MEDEDELING VAN DE COMMISSIE AAN DE RAAD

over enkele basiselementen voor de ontwikkeling van een btw-fraudebestrijdingsstrategie in de EU

2.

Achtergrond



17.

1.1. De mededeling van de Commissie over belastingfraude


Op 31 mei 2006 heeft de Commissie een mededeling gepresenteerd over de noodzaak om een gecoördineerde strategie te ontwikkelen ter verbetering van de bestrijding van belastingfraude i. Zo wilde zij met alle betrokkenen (de Raad, het Europees Parlement, het bedrijfsleven) een debat op gang brengen over de elementen die in aanmerking moeten worden genomen bij de ontwikkeling van een fraudebestrijdingsstrategie op Europees niveau.
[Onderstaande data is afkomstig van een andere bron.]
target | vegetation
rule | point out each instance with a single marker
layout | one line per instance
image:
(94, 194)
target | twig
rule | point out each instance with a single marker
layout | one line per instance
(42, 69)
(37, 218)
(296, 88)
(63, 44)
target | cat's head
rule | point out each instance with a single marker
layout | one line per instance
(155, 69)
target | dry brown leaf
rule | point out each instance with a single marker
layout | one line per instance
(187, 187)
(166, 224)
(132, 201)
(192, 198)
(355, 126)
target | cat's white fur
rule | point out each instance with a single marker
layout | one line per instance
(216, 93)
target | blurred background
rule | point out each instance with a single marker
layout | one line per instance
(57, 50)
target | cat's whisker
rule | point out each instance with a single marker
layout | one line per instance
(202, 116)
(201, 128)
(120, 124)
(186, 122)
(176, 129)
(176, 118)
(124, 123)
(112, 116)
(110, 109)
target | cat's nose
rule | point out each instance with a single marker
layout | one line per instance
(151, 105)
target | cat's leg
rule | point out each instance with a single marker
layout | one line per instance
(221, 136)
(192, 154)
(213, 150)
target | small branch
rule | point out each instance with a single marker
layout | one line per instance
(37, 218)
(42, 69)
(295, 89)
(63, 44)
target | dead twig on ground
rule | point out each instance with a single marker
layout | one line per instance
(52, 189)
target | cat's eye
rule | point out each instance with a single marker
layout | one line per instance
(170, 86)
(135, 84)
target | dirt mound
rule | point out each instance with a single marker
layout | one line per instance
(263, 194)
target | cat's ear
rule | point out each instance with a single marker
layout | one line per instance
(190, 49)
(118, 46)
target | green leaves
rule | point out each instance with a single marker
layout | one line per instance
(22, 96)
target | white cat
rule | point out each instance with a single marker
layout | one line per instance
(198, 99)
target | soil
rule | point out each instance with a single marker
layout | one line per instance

Voorts herinnerde zij eraan dat een strategie pas kans op slagen heeft als de aanpak multidisciplinair is, dat wil zeggen ook de opsporingsdiensten en de gerechtelijke autoriteiten omvat. In dat verband verwees zij naar initiatieven op gebieden zoals het voorstel voor een verordening i en voor een wijziging van Verordening (EG) nr. 515/97 i, die beide al aan de Raad zijn voorgelegd.

In de mededeling zijn een reeks pragmatische en realistische maatregelen die de huidige situatie zouden helpen verbeteren, in discussie gebracht. Ook werd de vraag gesteld of het huidige btw-stelsel ingrijpend moet worden gewijzigd om de btw-fraude efficiënt aan te pakken, hetzij door de lidstaten de mogelijkheid te geven om de verleggingsregeling te veralgemenen, hetzij door een systeem in te voeren om intracommunautaire leveringen in de belastingheffing te betrekken.

18.

1.2. Follow-up van de mededeling


19.

1.2.1. In de Raad


De mededeling werd met instemming begroet door de Ecofin-Raad van 7 juni 2006, die verklaarde dat hij alle in overweging gegeven maatregelen zou onderzoeken.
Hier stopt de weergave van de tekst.